I like the way these laminated planks look. I would like to make something (cabinets? a folding screen?) that makes use of that look. Once I ran it through the planer it looked as though it was one piece of wood with some very sudden color changes. So I guess I did OK getting things cut straight, etc. Not bad, considering I don't have a jointer.

Next you crosscut strips from the plank:

Then you turn every other strip end-for-end. The differing widths of the maple and cherry strips staggers the wood to produce a funky pattern. Here's how it looks laid out flat, right before gluing up:

These pieces get stood on edge, though, so that the cutting board surface is all end grain, which will make it really durable. The plans call for you to glue this up in three separate sections, then glue those three sections together, for two reasons (I guess): 1) because waterproof glue generally has a short "open time" during which you can move things around and get clamps on, and 2) to make sure there's adequate clamping pressure. I knew #2 wasn't really an issue, since f clamps like the ones I used have something like 1,000 psi of clamping force. I also thought I could get everything together within that 7 minute open assembly time that TiteBond III has. It turns out that it was pretty easy. I laid the strips out flat so I could put glue on each one, then turn it up on edge next to the previous one. The clamps and cauls were all laid out and ready to go.

It worked just fine to do it all at once. Check out the deflection on the bars of those f-clamps! Plenty of pressure there.... I actually kind of bruised my palms twisting those handles! It would have added an extra session, at least, to do it the other way, and wouldn't have made any difference. Joints either fit together, or they don't.

I should finish this up tonight, and then it needs a few coats of mineral oil. It's been sort of a fun project because it was quick, and it also allowed me to work with three different species side-by-side. If you look close, you can see that the cherry burned when going through the table saw. The walnut tore out a little in the planer. The maple was the easiest to work, overall, but had a little splintering going through the table saw.

Oh, and this is a good time to update my review on a couple of my tools. The Ridgid table saw (TS3650) is still performing like a champ. I've used it enough now to trust its accuracy. It's nice to be able to trust the measurement the fence guide shows. The Ridgid planer (TP1300LS) is still working really well, too. Except for a little tearout, and some snipe (which is mostly due to the operator not paying attention during infeed/outfeed), it produces a glass-smooth finish. It didn't bog down with that wide laminated plank, either. I am really happy with both.


Sunday, September 16, 2007


I am posting this retrospectively, or retroactively, or posthumously, or whatever the correct term is for blogging about something that happened a long time ago...

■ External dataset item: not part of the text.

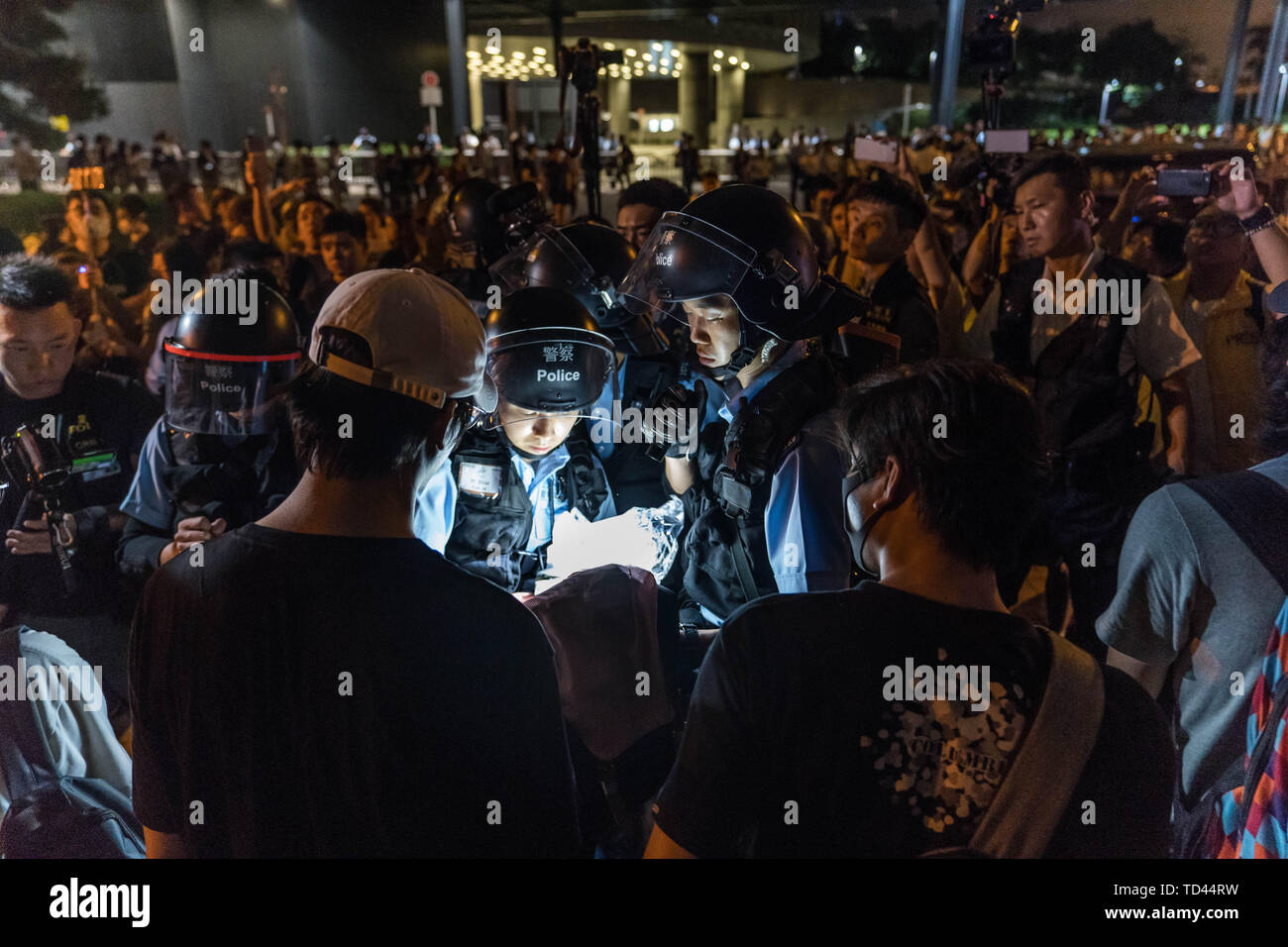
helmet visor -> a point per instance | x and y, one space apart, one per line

Awhile back, I made a cribbage board for my friend, Chris, as a going away present. He was probably my best friend here in KS while he was here, and now he is off to law school. Anyway, he had once made a comment about how I should make cribbage boards out of all the oak cutoffs I had laying around. So I took the cutoff ends from each end of the crib legs (each of which was made of 3 pieces of laminated oak), and glued those up, then ran them through the planer. Of course, I couldn't be satisfied with just drilling some holes, and calling it good. I chose to make it a little more challenging, and try something I'd never done before: inlay. I used my tablesaw blade (1/8" wide), raised to 1/8" above the table, to cut grooves in the blank that I had made by gluing together those cutoffs. Then I cut some 1/8" strips of walnut from that pile of old reclaimed walnut timbers I bought awhile back--I don't think I posted about that. They were in a big pile with some white oak timbers, all of which came from an old house in Lawrence. Man. Houses were built to last back then. Anyway, since my bandsaw is pretty iffy, accuracy-wise, I had to cut quite a few, and do lots of fussing with each piece of inlay, but eventually it came out OK. Not perfect, but acceptable.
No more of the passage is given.